Fakhrul berharap kepemimpinan baru BI dapat menjadi momentum untuk memperkuat kapasitas riset dalam menghadapi berbagai perubahan struktural yang tengah membentuk perekonomian dunia.
Menurut dia, riset bank sentral ke depan perlu semakin diarahkan pada berbagai isu strategis, seperti kecerdasan buatan, produktivitas, perubahan struktur industri, geopolitik, digitalisasi, ketahanan rantai pasok, perubahan demografi, serta transformasi sistem keuangan.
Ia melihat BI sudah mulai bergerak ke arah tersebut. Ke depan, ia berharap kapasitas riset strategis tersebut terus diperkuat sehingga bank sentral tidak hanya mampu menjelaskan kondisi yang sedang terjadi, tetapi juga membaca perubahan besar yang berpotensi membentuk perekonomian dunia dalam beberapa tahun mendatang.

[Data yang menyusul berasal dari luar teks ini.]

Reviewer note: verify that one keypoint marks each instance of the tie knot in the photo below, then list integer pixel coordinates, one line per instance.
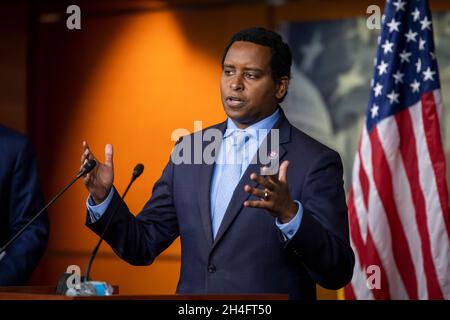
(240, 137)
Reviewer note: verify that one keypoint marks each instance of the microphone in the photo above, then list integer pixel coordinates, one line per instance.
(87, 167)
(137, 171)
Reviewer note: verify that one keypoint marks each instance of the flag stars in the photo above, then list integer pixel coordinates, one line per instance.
(374, 111)
(398, 76)
(415, 86)
(426, 24)
(404, 56)
(416, 14)
(422, 44)
(377, 89)
(393, 97)
(399, 5)
(393, 25)
(382, 68)
(411, 36)
(387, 46)
(418, 65)
(428, 74)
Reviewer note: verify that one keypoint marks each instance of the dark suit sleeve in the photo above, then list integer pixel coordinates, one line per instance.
(25, 200)
(139, 240)
(322, 242)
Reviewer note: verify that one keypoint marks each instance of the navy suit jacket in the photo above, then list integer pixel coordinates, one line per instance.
(20, 199)
(249, 254)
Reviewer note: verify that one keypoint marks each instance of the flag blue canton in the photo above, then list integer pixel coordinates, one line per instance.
(406, 65)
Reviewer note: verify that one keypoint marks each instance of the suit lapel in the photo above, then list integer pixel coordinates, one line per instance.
(204, 191)
(239, 195)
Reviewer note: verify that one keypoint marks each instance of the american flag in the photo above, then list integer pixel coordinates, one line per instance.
(398, 201)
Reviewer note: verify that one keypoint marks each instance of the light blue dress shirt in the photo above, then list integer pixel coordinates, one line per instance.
(258, 132)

Pada akhirnya, Fakhrul bilang, keberhasilan seorang Gubernur BI nantinya tidak hanya diukur dari kemampuan menjaga inflasi tetap rendah maupun stabilitas nilai tukar. Menurutnya, hal yang lebih penting adalah kemampuan BI untuk terus berevolusi mengikuti perubahan dunia tanpa kehilangan kredibilitas dan independensinya.
Ia juga berharap Destry Damayanti nantinya tidak hanya dikenang sebagai Gubernur BI yang menjaga stabilitas, tetapi juga sebagai pemimpin yang berhasil membawa BI memasuki fase baru sebagai bank sentral modern.

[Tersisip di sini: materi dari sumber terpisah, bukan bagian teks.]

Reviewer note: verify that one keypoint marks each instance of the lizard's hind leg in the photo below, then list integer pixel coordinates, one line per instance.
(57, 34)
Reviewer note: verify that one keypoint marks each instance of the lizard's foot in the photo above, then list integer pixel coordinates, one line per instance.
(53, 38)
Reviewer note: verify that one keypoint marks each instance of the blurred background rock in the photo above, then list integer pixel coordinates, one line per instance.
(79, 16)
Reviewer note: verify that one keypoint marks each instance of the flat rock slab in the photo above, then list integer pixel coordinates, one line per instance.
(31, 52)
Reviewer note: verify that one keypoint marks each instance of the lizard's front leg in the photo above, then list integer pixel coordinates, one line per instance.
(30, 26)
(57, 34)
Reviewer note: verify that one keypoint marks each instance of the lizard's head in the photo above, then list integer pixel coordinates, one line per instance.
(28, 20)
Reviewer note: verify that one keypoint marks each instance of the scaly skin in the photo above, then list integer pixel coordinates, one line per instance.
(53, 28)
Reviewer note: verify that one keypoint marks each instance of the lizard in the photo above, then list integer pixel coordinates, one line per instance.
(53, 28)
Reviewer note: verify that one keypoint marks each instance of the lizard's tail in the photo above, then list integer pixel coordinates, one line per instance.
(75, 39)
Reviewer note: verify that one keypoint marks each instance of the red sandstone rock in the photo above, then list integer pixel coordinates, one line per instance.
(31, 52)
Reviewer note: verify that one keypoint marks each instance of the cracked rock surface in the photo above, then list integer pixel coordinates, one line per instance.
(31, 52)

Fase tersebut ditandai dengan tetap terjaganya independensi, komunikasi yang semakin kuat, bauran kebijakan yang semakin kaya, riset yang semakin visioner, serta kemampuan menjelaskan perubahan global kepada pasar dan masyarakat.
“Ketika teknologi berubah, cara dunia berproduksi berubah, dan arus modal global ikut berubah, bank sentral juga harus terus berevolusi. Menurut saya, pengalaman dan rekam jejak Ibu Destry memberikan fondasi yang sangat kuat untuk memimpin proses evolusi tersebut,” tandasnya.